Sam was instantly flooded with remorse. “I’m not blaming you. I chose to be here.”
Harry reached up and gently traced a pattern on Sam’s chest, his fingers outlining a smaller version of the winged tattoo he wore on his back. It had taken months to create the intricate original, but only a day to copy the design in miniature over Sam’s heart.
“You know I couldn’t do any of this without you,” Harry murmured.
Sam had never believed that was true, but he kept the observation to himself. “Come on,” he said instead. “I’m freezing my nuts off here.”
LATER CRAMMED together on the pullout couch and drifting toward sleep, Sam cast his mind back to the day he’d been inked. He hadn’t thought Harry remembered the significance of the August date, so he’d been surprised when his friend smiled down at him as the vibrating needle hovered above Sam’s heart.
“It was a pretty special day for me too. The day I knew we’d always be together.”
Sam flinched as the needle bit into his flesh. “How did you know?”
Harry’s smile grew softer. “Because you were the first person who really saw who I was.”
Sam had heard the story dozens of times over the years, so he knew his accident had triggered Harry’s special abilities. But Harry wasn’t talking about that, and they both knew it.
As he’d lain on the ground that day, clutched tightly between his mother’s trembling hands, Sam had raised his head and looked directly into Harry’s eyes. Harry had been backing away, but he stopped dead in his tracks as something electric passed between them that Sam felt right down to his core.
As the tattoo took shape, the inked wings spreading over his heart, Sam’s skin began to tingle.
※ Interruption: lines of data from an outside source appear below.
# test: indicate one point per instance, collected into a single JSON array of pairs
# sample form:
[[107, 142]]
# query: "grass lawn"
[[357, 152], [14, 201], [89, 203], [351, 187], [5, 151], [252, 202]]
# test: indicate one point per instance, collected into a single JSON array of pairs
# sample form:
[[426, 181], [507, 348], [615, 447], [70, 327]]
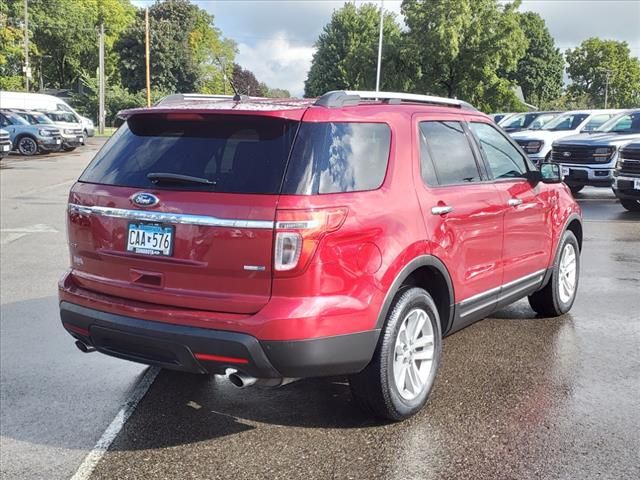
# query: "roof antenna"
[[236, 96]]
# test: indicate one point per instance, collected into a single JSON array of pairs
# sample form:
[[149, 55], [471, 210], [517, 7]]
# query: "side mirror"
[[550, 173]]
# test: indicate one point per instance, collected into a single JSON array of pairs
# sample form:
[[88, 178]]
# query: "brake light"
[[298, 233]]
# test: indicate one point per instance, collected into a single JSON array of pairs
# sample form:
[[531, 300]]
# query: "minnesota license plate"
[[150, 239]]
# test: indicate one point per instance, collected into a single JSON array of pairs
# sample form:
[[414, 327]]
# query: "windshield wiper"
[[177, 178]]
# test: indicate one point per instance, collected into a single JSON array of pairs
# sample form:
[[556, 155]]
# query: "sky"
[[275, 37]]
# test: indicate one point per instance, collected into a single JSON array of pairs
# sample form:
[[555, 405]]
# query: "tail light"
[[298, 233]]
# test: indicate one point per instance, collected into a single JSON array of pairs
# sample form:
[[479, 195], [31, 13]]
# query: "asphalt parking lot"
[[517, 396]]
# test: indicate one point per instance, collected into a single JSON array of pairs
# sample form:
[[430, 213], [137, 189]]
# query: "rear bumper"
[[201, 350], [623, 187]]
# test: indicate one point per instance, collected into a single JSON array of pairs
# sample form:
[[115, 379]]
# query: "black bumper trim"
[[173, 346]]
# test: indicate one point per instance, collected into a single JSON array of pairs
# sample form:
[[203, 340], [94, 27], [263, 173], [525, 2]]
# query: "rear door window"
[[446, 157], [504, 159], [338, 157], [219, 153]]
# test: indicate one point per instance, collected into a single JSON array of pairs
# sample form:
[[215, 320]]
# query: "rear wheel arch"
[[575, 225], [429, 273]]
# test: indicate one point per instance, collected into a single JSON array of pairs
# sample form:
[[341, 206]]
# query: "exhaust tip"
[[241, 380], [84, 348]]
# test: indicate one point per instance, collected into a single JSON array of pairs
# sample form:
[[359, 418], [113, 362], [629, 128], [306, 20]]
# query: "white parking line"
[[94, 456]]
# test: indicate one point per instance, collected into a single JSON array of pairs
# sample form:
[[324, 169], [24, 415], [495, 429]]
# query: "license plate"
[[150, 239]]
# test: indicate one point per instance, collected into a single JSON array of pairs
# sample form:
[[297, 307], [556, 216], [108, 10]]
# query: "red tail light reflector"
[[298, 233], [219, 358]]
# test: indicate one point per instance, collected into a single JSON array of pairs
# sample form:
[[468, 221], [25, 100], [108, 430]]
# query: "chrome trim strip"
[[534, 276], [164, 217]]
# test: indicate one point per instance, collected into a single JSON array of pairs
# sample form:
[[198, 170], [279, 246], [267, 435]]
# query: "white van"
[[40, 102]]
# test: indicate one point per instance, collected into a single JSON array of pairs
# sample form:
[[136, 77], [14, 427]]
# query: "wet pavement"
[[517, 397]]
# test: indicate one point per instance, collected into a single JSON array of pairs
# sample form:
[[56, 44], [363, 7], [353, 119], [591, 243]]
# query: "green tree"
[[187, 51], [347, 52], [466, 48], [11, 47], [540, 71], [593, 61], [63, 46]]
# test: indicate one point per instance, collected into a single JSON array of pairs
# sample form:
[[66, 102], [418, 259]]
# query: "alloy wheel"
[[413, 354]]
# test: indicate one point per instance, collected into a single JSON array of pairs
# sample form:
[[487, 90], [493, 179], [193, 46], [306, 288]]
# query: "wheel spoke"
[[416, 383], [423, 341], [401, 376], [422, 317], [423, 355]]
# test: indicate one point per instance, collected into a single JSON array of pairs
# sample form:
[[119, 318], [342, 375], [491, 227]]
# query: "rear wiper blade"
[[177, 178]]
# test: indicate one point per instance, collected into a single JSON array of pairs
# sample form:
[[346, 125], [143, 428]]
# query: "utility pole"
[[380, 45], [101, 81], [606, 88], [146, 51], [27, 69]]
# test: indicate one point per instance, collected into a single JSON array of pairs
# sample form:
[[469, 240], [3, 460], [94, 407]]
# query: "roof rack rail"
[[184, 97], [344, 98]]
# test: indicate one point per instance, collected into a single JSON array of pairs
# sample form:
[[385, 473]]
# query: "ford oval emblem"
[[144, 199]]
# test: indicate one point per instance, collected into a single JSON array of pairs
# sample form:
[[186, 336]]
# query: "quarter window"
[[446, 157], [505, 161], [338, 157]]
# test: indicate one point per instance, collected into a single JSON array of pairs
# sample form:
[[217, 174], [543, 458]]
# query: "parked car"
[[626, 177], [527, 121], [40, 102], [590, 159], [71, 130], [198, 243], [537, 143], [5, 143], [498, 117], [29, 139], [38, 118]]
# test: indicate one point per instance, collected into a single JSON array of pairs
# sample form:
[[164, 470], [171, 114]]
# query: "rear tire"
[[630, 204], [558, 295], [27, 146], [397, 382]]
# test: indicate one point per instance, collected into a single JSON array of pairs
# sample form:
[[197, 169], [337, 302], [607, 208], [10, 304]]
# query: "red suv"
[[278, 239]]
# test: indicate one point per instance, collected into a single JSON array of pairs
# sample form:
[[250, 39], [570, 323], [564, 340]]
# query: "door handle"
[[441, 210]]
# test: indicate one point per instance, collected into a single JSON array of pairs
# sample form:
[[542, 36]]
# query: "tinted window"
[[446, 156], [625, 123], [235, 153], [13, 119], [596, 121], [505, 161], [542, 120], [567, 121], [338, 157]]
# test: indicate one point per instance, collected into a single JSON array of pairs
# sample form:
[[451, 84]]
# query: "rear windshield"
[[228, 153], [242, 154]]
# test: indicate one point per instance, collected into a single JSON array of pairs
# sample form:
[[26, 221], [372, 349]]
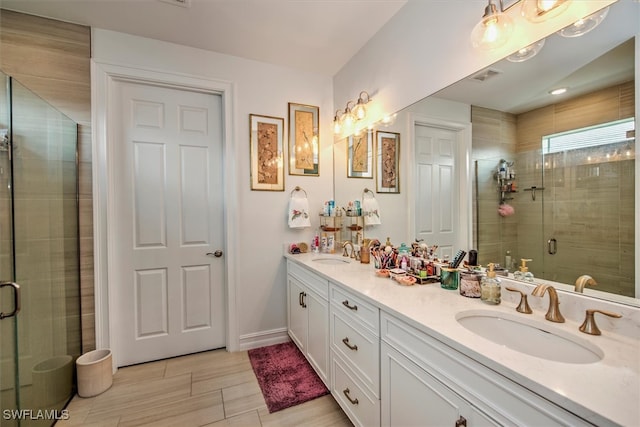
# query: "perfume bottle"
[[490, 287]]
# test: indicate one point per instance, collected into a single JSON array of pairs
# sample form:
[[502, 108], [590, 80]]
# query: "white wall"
[[426, 47], [258, 88]]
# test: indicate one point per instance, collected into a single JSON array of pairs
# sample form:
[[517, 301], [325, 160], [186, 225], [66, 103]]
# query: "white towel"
[[370, 211], [299, 212]]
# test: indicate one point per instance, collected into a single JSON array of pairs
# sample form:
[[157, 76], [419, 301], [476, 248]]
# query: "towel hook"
[[366, 190], [298, 188]]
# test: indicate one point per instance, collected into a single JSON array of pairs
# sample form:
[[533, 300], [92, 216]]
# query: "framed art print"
[[360, 155], [267, 166], [303, 139], [387, 162]]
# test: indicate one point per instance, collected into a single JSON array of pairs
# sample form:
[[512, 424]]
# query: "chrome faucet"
[[345, 252], [584, 280], [553, 314]]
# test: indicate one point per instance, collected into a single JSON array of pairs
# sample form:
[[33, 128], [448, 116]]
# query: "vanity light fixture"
[[584, 25], [360, 111], [337, 126], [347, 118], [543, 10], [558, 91], [493, 30], [345, 122], [527, 52]]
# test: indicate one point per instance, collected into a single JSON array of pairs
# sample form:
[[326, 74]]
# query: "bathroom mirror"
[[603, 58]]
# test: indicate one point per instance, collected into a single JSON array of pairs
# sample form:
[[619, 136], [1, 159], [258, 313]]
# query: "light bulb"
[[584, 25], [542, 10], [360, 111], [337, 126], [493, 30]]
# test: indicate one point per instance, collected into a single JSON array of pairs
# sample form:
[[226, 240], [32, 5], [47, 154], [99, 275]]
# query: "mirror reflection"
[[553, 178]]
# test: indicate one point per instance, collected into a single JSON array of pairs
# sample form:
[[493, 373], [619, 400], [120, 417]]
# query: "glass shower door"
[[8, 324], [39, 250]]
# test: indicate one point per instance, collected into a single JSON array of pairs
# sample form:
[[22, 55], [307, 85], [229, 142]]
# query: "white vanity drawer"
[[313, 281], [359, 348], [353, 307], [357, 402]]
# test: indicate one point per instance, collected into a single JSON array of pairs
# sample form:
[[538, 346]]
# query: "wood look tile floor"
[[214, 389]]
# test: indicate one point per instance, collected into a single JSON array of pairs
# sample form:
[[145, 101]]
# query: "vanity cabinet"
[[308, 316], [355, 356], [425, 382], [413, 397]]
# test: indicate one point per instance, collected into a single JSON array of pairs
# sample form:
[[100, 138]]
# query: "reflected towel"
[[299, 212], [371, 211]]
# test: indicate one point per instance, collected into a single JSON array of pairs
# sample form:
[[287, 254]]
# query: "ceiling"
[[601, 58], [312, 35]]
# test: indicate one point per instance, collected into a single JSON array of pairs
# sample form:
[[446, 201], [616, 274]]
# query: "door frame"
[[103, 80], [463, 174]]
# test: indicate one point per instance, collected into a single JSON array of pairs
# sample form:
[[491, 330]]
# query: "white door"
[[168, 205], [436, 186]]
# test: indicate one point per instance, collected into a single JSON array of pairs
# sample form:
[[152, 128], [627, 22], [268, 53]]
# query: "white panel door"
[[168, 202], [436, 188]]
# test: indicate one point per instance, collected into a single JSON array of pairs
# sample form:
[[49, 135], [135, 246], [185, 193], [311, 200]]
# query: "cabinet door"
[[297, 314], [318, 334], [412, 397]]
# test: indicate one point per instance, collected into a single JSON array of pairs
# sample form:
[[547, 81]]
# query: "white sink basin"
[[332, 260], [530, 336]]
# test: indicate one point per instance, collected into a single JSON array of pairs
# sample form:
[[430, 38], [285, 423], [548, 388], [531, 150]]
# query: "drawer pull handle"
[[345, 340], [462, 422], [350, 307], [353, 401]]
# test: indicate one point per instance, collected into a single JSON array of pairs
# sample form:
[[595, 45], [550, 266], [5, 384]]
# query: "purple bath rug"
[[285, 377]]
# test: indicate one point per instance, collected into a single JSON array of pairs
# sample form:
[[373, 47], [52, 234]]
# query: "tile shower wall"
[[588, 204], [575, 192], [52, 58], [493, 139]]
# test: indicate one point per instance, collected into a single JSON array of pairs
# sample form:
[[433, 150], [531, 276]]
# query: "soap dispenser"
[[523, 272], [490, 287]]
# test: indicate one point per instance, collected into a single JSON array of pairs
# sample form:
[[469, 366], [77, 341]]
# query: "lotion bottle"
[[490, 287]]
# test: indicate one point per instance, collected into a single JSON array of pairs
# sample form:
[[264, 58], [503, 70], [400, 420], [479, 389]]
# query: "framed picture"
[[387, 162], [360, 155], [267, 165], [303, 139]]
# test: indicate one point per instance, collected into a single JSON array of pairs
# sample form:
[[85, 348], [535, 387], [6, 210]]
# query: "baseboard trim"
[[263, 338]]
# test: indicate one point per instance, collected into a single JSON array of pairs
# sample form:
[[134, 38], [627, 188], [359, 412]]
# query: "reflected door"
[[436, 200]]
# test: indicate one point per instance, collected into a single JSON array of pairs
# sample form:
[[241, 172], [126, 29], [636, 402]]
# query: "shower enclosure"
[[39, 258], [574, 208]]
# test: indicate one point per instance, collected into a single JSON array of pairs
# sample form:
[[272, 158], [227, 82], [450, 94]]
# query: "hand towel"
[[370, 211], [299, 212]]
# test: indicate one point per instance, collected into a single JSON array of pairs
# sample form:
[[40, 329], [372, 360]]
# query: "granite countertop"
[[604, 392]]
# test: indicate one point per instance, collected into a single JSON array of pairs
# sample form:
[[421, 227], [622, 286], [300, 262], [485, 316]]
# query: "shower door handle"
[[16, 299]]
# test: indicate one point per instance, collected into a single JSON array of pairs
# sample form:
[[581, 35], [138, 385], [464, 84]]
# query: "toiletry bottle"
[[490, 287], [523, 272]]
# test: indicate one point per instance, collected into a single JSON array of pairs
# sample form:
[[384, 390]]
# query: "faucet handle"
[[589, 325], [523, 307]]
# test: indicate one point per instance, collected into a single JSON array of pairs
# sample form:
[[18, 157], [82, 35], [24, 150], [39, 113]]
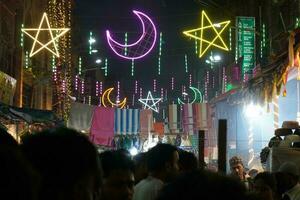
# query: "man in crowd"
[[162, 162], [288, 181], [118, 176], [238, 170]]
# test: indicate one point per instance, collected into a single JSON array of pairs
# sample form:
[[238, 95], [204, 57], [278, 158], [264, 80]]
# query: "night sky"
[[171, 18]]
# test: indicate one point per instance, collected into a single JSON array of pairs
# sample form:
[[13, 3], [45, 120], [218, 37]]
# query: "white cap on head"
[[289, 168]]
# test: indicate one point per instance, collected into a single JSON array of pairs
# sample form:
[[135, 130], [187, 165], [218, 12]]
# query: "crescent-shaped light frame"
[[196, 91], [110, 40], [107, 93]]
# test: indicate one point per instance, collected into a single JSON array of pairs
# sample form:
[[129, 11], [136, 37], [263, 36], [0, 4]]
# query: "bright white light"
[[98, 61], [92, 40], [133, 151], [253, 111], [217, 58]]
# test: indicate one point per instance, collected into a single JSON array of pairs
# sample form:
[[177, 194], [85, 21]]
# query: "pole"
[[222, 144], [201, 138]]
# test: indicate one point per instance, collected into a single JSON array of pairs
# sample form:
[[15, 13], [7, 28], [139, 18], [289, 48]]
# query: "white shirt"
[[147, 189], [294, 193]]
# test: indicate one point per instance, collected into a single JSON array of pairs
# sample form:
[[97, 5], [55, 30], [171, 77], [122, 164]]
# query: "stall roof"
[[29, 115]]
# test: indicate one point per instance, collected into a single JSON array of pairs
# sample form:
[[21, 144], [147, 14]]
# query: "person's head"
[[6, 139], [287, 176], [264, 185], [201, 184], [67, 162], [118, 176], [18, 181], [162, 162], [237, 167], [141, 172], [187, 161]]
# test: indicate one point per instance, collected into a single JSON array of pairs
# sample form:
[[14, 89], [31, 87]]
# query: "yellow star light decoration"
[[31, 31], [213, 42]]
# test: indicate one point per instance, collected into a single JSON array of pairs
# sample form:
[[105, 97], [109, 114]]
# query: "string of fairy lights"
[[60, 15], [159, 53]]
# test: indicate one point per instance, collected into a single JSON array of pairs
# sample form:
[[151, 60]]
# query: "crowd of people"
[[62, 164]]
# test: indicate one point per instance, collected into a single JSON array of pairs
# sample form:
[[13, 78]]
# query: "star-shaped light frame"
[[154, 101], [191, 33], [60, 31]]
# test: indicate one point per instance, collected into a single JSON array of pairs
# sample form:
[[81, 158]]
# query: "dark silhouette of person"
[[264, 184], [118, 176], [6, 139], [187, 161], [141, 171], [18, 181], [202, 184], [67, 162], [288, 181], [162, 164]]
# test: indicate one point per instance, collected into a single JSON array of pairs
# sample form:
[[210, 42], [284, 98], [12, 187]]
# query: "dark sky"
[[171, 18]]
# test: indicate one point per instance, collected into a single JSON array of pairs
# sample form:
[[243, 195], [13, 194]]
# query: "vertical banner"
[[173, 118], [7, 89], [245, 44]]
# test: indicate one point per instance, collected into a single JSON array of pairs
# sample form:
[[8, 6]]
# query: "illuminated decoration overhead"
[[196, 45], [82, 86], [58, 31], [92, 41], [230, 39], [26, 59], [126, 42], [197, 96], [142, 46], [217, 41], [150, 102], [54, 68], [172, 83], [106, 96], [185, 64], [22, 37], [101, 87], [141, 93], [159, 53], [132, 68], [262, 40], [97, 88], [76, 82], [79, 65], [135, 87]]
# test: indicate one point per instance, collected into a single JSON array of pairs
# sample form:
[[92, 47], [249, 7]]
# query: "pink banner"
[[102, 130], [146, 117]]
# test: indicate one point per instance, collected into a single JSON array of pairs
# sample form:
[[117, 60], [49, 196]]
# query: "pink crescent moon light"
[[142, 46]]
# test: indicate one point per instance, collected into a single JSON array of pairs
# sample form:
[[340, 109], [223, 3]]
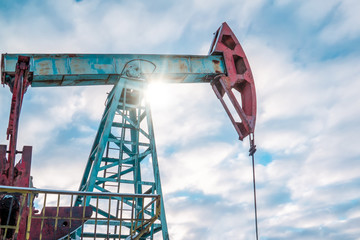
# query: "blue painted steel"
[[124, 142], [102, 69]]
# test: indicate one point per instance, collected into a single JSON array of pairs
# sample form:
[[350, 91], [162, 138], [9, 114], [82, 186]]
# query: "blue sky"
[[304, 56]]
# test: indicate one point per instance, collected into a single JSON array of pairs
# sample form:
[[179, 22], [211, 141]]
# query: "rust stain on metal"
[[217, 66]]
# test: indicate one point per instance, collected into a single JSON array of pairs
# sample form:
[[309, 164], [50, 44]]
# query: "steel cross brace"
[[226, 68]]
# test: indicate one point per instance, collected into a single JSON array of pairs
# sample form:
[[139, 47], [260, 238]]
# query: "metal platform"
[[53, 214]]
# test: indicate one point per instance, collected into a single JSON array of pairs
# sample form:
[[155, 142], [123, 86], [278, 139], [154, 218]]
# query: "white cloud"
[[307, 117]]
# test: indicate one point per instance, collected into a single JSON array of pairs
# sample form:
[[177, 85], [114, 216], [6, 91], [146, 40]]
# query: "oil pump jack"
[[114, 200]]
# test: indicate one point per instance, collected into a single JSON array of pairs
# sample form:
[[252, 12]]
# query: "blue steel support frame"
[[124, 142], [227, 69]]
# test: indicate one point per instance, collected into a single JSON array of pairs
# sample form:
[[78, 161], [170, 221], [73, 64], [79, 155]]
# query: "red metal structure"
[[229, 74]]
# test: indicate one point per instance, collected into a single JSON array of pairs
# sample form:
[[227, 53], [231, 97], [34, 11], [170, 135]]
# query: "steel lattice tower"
[[123, 144]]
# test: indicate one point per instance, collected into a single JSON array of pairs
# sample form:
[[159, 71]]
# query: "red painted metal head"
[[238, 79]]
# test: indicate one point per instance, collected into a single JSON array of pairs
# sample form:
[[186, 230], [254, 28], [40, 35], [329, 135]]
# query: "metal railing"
[[30, 213]]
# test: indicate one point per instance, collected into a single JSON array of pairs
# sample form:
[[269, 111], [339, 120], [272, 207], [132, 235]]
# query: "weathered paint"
[[47, 70], [226, 68], [238, 79]]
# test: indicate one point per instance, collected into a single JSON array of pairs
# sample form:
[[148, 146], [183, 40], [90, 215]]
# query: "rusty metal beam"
[[50, 70]]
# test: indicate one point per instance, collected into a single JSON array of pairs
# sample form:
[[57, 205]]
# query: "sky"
[[305, 58]]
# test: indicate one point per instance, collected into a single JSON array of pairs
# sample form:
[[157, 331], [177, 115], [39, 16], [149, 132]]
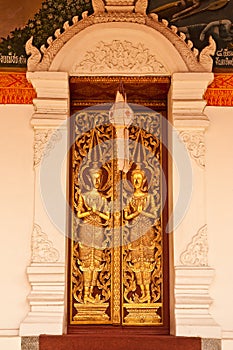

He reached for Harry’s hand and sucked in a sharp breath when that same jolt of electricity flowed through him, heating his whole body from the inside out.
Beside him, Harry shifted restlessly, bringing Sam back to the present. He reached out and placed a hand on Harry’s back, his fingers splaying across the great black wings. His own mark pulsed rhythmically, a constant reminder of their connection.
Sam leaned over and whispered, “Love you, Angel,” and Harry settled with a deep sigh.
When he was nine years old, Sam Riley fell out of the branches of the tallest tree in his neighborhood and learned something that would change his life forever.
And he’d never had a moment’s regret since.